The digital currency has soared in recent weeks to all-time highs – meaning that the loot today would be worth more than $10 billion dollars.
Prosecutors alleged that the “bitcoin Bonnie and Clyde” laundered 21% of the coins that they stole from the Hong Kong-based exchange.
At his sentencing last week, Lichtenstein expressed remorse for “wasting my talents on crime instead of a positive contribution to society”
He got credit for the two years and nine months that he has spent in jail since his February 2022 arrest.
Lichtenstein had pleaded with the judge to spare his wife from having to go to prison, blaming himself for her involvement.
“I want to take full responsibility for my actions and make amends any way I can,” said Lichtenstein, adding he hopes that he can apply his expertise to fight cybercrime when he gets out of prison..
Lichtenstein said he told his wife about the hack about three years later, but he initially solicited her help in laundering the proceeds “without explaining exactly what he was doing,” according to prosecutors.

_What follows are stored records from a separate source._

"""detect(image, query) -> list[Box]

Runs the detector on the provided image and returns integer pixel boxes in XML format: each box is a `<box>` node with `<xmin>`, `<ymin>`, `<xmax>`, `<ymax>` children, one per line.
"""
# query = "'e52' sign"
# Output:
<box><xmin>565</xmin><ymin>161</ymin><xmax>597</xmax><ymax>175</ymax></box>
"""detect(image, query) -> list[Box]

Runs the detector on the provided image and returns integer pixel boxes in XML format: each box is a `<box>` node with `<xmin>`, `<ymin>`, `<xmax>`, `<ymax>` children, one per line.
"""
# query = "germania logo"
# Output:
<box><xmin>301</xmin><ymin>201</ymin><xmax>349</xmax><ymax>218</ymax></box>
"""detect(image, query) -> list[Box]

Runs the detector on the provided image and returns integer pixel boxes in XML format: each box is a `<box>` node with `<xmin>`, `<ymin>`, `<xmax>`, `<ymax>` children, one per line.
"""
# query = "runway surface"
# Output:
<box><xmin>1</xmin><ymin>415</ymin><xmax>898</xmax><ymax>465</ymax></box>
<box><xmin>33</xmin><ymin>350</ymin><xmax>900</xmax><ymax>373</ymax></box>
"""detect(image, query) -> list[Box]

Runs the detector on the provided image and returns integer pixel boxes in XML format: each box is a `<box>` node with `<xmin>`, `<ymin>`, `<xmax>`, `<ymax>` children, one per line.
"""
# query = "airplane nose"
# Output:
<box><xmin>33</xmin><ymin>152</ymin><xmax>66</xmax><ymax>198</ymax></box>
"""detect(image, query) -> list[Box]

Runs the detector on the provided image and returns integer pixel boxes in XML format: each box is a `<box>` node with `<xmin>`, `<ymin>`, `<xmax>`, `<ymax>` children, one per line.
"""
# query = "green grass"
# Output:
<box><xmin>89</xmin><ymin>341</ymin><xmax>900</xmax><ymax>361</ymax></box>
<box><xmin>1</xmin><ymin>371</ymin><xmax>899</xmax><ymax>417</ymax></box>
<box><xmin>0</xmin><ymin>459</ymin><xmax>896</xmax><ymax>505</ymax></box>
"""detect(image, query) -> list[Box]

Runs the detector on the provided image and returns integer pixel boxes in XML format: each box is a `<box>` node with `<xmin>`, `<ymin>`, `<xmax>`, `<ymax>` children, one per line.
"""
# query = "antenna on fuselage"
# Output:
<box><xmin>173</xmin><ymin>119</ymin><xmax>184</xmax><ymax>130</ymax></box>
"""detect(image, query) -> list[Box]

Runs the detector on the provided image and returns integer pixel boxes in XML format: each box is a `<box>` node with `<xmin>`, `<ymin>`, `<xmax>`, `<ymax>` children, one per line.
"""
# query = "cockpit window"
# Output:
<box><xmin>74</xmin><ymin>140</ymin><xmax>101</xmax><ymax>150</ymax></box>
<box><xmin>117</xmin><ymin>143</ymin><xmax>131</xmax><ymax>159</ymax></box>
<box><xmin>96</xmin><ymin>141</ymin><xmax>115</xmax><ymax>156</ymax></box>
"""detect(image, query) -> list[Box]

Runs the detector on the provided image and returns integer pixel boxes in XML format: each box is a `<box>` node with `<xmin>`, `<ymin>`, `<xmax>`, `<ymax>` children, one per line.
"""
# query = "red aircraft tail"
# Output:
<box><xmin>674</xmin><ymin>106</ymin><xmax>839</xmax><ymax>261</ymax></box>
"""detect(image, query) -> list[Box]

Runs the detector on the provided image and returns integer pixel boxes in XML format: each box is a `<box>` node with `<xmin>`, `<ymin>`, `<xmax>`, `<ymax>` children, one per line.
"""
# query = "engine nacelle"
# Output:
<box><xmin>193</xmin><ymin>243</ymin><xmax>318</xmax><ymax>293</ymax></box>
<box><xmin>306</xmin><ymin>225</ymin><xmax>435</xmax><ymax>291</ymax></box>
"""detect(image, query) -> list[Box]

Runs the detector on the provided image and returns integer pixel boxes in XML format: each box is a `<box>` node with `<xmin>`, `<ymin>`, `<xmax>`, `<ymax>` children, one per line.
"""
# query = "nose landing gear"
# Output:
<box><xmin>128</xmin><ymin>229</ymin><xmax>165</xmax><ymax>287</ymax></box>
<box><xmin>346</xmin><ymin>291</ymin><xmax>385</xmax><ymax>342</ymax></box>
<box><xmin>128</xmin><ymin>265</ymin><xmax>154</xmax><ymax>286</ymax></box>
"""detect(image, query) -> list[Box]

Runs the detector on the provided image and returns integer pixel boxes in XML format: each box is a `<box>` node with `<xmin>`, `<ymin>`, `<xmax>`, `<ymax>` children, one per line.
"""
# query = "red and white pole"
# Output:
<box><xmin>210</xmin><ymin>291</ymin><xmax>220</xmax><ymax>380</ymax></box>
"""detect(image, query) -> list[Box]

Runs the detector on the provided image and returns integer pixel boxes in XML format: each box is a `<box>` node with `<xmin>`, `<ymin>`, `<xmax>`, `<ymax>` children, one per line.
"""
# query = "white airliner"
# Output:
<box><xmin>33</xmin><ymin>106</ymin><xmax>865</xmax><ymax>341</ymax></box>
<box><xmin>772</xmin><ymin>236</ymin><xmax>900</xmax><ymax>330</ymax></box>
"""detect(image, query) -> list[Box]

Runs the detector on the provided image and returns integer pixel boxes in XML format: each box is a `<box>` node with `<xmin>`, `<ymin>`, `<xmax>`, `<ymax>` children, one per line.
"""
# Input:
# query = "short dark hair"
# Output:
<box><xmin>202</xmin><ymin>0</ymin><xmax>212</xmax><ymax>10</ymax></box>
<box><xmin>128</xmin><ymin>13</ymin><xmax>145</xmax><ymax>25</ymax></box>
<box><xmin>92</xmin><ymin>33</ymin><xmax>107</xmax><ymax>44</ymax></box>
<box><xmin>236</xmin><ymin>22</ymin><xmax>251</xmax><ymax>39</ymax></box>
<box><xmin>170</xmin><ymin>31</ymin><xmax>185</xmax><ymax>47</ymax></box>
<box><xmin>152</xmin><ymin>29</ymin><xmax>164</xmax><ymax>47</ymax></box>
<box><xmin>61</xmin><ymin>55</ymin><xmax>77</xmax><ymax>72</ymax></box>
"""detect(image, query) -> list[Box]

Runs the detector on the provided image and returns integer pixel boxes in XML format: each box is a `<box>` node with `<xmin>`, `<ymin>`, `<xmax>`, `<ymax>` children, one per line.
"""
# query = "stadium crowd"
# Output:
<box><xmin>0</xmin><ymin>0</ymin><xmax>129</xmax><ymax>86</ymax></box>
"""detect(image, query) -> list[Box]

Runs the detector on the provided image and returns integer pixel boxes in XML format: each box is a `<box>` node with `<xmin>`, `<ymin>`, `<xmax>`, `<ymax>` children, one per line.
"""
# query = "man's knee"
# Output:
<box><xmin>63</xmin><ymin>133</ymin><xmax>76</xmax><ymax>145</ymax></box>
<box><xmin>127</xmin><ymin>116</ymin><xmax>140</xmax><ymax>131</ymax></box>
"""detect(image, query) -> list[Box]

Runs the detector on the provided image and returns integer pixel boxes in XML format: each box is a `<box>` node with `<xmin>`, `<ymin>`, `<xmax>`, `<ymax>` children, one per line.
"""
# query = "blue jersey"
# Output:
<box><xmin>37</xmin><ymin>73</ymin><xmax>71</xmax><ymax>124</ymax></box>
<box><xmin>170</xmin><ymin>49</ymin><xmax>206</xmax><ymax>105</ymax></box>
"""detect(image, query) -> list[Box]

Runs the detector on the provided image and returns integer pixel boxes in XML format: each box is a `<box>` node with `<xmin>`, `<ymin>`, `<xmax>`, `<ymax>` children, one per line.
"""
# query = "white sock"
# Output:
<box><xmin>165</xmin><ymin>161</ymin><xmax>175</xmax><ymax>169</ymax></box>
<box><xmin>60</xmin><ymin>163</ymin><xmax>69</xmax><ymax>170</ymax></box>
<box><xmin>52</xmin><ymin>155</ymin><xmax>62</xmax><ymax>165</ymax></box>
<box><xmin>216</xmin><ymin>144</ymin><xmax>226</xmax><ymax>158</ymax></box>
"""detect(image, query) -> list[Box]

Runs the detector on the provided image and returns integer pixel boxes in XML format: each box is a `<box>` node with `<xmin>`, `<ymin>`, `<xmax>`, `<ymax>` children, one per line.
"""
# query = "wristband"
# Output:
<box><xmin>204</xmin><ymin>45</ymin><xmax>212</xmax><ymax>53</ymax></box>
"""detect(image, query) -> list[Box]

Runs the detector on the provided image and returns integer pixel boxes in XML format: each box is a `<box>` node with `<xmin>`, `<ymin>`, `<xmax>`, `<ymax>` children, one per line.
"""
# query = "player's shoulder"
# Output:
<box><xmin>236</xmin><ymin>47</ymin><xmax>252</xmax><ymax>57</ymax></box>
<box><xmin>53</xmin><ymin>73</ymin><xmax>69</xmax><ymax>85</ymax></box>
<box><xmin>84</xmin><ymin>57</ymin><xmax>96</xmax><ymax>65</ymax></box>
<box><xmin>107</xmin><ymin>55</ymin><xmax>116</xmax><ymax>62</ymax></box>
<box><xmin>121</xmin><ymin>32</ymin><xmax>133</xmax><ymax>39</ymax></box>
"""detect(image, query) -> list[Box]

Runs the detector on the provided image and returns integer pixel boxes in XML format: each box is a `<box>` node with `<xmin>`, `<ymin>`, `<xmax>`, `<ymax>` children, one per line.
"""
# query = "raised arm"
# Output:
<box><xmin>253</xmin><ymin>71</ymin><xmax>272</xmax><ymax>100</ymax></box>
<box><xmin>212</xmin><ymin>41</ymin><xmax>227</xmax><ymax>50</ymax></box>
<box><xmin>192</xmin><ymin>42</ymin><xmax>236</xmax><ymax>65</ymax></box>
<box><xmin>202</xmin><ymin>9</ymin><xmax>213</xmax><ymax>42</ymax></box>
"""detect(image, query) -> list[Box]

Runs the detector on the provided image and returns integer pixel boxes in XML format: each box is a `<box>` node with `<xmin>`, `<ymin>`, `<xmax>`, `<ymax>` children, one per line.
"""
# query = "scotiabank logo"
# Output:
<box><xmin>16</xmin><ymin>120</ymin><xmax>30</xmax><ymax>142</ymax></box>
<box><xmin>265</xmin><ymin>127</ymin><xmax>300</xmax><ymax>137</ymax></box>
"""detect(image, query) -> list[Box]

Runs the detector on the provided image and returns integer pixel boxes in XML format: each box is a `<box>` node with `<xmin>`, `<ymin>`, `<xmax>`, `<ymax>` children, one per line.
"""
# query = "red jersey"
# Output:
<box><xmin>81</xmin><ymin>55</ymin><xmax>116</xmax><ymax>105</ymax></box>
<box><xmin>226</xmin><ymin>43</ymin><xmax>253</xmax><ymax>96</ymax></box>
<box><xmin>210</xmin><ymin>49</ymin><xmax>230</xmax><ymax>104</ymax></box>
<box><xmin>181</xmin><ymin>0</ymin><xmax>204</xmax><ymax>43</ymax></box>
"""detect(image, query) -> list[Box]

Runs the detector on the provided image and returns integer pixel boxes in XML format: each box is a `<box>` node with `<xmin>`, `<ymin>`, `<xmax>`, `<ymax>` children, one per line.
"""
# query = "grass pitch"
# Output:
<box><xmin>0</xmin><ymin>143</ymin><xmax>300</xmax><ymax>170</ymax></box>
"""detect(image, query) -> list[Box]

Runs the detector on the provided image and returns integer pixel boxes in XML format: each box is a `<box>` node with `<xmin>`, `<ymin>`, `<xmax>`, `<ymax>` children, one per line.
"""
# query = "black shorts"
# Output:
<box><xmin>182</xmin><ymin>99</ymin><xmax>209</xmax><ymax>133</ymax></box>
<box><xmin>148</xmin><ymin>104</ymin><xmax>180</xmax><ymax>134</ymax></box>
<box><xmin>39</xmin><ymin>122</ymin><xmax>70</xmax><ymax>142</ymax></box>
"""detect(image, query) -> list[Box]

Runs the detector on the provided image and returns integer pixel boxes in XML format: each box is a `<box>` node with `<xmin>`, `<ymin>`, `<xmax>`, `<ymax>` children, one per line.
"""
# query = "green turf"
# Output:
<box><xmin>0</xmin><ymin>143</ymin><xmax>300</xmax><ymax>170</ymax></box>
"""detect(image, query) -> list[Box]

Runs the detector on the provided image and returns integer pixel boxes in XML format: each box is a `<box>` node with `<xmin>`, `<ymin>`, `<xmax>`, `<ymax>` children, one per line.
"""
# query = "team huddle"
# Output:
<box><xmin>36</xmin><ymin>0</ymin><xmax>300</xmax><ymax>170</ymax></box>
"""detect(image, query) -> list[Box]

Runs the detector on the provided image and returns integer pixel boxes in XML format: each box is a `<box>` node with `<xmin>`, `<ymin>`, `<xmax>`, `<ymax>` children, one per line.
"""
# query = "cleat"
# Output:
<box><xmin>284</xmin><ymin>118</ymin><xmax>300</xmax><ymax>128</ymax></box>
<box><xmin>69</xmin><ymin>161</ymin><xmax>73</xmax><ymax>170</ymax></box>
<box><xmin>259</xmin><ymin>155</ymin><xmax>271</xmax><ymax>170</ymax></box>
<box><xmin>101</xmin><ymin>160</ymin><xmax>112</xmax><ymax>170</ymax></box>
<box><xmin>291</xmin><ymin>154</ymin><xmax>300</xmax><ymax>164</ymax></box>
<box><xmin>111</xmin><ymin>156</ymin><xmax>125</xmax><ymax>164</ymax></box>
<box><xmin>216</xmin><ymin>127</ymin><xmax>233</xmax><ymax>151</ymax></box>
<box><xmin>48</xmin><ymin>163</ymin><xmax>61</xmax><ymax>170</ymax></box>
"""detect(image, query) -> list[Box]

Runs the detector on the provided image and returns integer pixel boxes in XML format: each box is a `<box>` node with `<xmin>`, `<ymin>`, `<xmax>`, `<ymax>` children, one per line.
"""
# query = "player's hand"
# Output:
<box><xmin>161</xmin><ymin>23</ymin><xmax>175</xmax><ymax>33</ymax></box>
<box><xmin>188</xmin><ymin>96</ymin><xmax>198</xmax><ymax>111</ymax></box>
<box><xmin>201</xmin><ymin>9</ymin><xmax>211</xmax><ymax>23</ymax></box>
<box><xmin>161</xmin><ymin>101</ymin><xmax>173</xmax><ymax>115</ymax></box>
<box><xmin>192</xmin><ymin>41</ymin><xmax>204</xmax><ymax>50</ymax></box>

Morgan “was certainly a willing participant and bears full responsibility for her actions, but she was a lower-level participant,” prosecutors wrote.
“Neither the hack nor the laundering scheme was an impulsive decision. The defendant (Lichtenstein) spent months attempting to gain access to Bitfinex’s infrastructure and get the accesses and permissions he needed in order to orchestrate his hack.”